Basically what we have on the RISC System/6000, is a hybrid attempt
at allowing both types of customers. SIGDANGER is a compromise attempt
to allow them to co-exist. Admittedly, it is not perfect, however,
no matter what route one goes in, on this issue, we have found
thorns in the path. We are continuing to investigate the entire
issue, and welcome any comments.

Mark D. Rogers
AIX Operating System Architecture
Austin, Texas

alex@am.sublink.org (Alex Martelli) (11/23/90)

rogers@rogers.austin.ibm.com (Mark D. Rogers/100000) writes:
	...
[after a clear explanation of what AIX is doing re malloc()]
>We have at Least two very distinct classes of customers where
>paging space allocation is concerned:
>1.  Those such as yourselves, who want your application to either
>    run, or not, based upon how much backing storage you have.
>    If your app. doesn't run, go buy another disk & add paging space.
>2.  Customers who like to allocate all the virtual memory they can,
>    knowing that it will never all be used. This, alleviates the
>    need for any complicated run-time memory management schemes in
>    their model. It is a very convenient programming construct.

Thanks for the explanation.  However, in our case it's not really
that the application "would not run" - it would run fine as long
as the user was only doing solid models whose complexity were
compatible with his/her amount of paging space, and would give
a harmless warning if a model turned out to be too complex for
that (and in many cases there will be some work-around for such
resource limitations).
I would assume that many applications where the user interactively
asks for memory-consuming operations, from symbolic maths to
statistical data analysis, would be similar to solid modeling in
this respect.  Pity that this class of apps has been sacrificed
to others who apparently need garbage-collection stuff and appear
to be too lazy to do it:-).  
Another consideration is that many applications will be PORTED from
the huge existing Unix base to AIX; these will NOT expect unreliable,
over-committed malloc()!  For newly developed apps it may be a draw,
but considering potential portings to AIX, I believe the 2 vs 1
choice was inferior.  Pity!

Touching all pages and calling psdanger() on EACH malloc() is
WAY too much overhead, I think.  I believe I will have to rewrite a
malloc()/free()/realloc() package, putting all overhead only on the
sbrk(); it's either that, or have to explain to customers how and why
our solid modeler is so fragile on AIX, while it's solid as a rock
on HP/UX, Ultrix, Sun/Os, SONY/NeWS, and so on and on!

>From a historical perspective (for your information) we had
>a number of `type 2' customers Early on on the RT, and
>that influenced the System V-like behaviour of the RT somewhat.

>It also has something to do with why we, on the RISC System/6000
>still want to allow large virtual memory objects efficiently.

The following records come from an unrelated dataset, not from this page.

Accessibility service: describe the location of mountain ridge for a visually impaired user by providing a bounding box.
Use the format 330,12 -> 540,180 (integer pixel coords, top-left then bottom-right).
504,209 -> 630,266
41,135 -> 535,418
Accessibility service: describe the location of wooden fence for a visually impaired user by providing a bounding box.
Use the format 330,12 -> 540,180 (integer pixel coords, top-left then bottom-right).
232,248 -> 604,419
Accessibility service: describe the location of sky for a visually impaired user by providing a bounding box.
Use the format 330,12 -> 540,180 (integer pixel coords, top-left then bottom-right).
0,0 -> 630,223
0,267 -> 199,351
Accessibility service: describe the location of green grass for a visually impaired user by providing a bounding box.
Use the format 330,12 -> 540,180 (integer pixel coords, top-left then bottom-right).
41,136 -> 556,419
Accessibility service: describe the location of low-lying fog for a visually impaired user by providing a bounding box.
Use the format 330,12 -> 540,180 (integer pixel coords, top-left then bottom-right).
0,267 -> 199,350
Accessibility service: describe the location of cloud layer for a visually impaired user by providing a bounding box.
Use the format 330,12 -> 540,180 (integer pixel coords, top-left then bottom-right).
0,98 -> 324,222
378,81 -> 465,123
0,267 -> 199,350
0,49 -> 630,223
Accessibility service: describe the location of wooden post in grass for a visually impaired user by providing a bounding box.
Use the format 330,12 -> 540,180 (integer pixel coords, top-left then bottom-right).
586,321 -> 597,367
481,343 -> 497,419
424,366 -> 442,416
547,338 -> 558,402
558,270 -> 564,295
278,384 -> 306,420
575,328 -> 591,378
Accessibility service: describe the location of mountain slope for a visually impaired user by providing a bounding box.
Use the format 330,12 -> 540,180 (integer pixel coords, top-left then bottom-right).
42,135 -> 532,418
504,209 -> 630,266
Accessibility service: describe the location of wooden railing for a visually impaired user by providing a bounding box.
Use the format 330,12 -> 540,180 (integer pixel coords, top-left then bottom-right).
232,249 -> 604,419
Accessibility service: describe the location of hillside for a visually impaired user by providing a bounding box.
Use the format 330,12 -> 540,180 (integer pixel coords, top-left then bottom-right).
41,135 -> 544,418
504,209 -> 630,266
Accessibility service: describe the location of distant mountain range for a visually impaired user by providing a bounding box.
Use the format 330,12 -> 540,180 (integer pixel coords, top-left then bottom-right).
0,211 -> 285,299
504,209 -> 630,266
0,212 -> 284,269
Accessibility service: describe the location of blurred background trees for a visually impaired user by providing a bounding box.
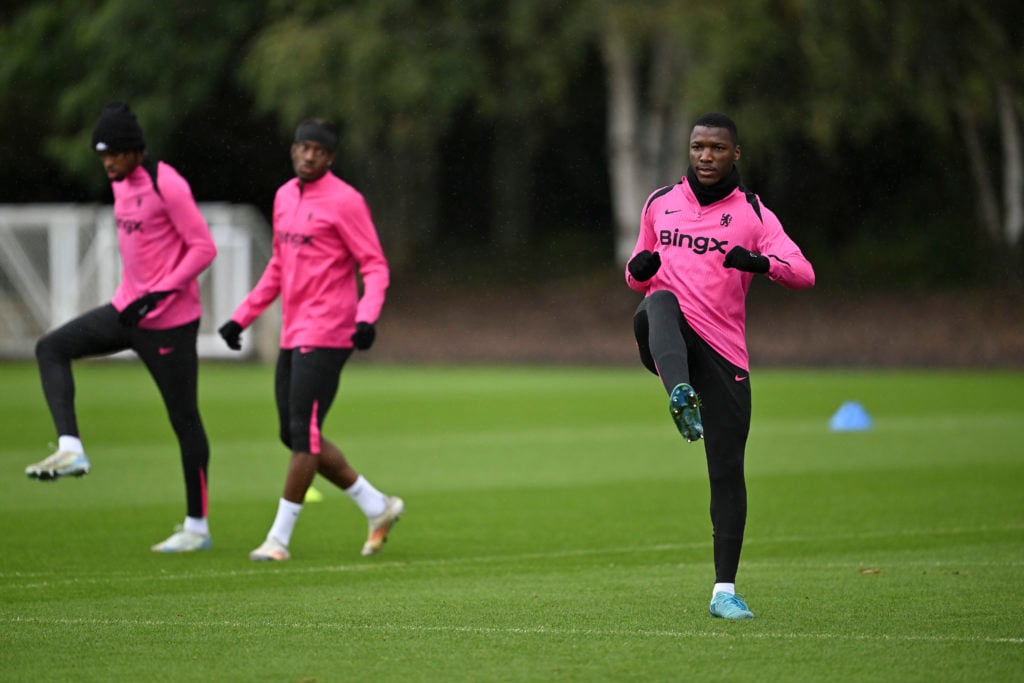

>Basically what we have on the RISC System/6000, is a hybrid attempt
>at allowing both types of customers. SIGDANGER is a compromise attempt
>to allow them to co-exist. Admittedly, it is not perfect, however,
>no matter what route one goes in, on this issue, we have found
>thorns in the path. We are continuing to investigate the entire
>issue, and welcome any comments.

I hope this input is some use!  If you would just include, say,
a libmalloc.a which does all necessary checks on sbrk(), for
"compatibility with non-overcommitting Unices", it would be nice.
Best, I believe, would be a tunable parameter to force sbrk() to
non-overcommittance on a system-wide basis; I don't really see how
you could make SOME processes overcommit while all defaults to
safe allocation, or viceversa, but if you could, that would
definitely be a jump upwards in quality, to go with others that
AIX has undoubtedly.

Feel free to follow this up either here or by email (but in this
case to staff@cadlab.sublink.org, please - it's not really a
"personal interest" thing, although I'm replying from home - I
can't really afford a RS/6000 machine at home...:-).  And thanks
again for your clear explanation and comments.
-- 
Alex Martelli - (home snailmail:) v. Barontini 27, 40138 Bologna, ITALIA
Email: (work:) staff@cadlab.sublink.org, (home:) alex@am.sublink.org
Phone: (work:) ++39 (51) 371099, (home:) ++39 (51) 250434; 
Fax: ++39 (51) 366964 (work only), Fidonet: 332/401.3 (home only).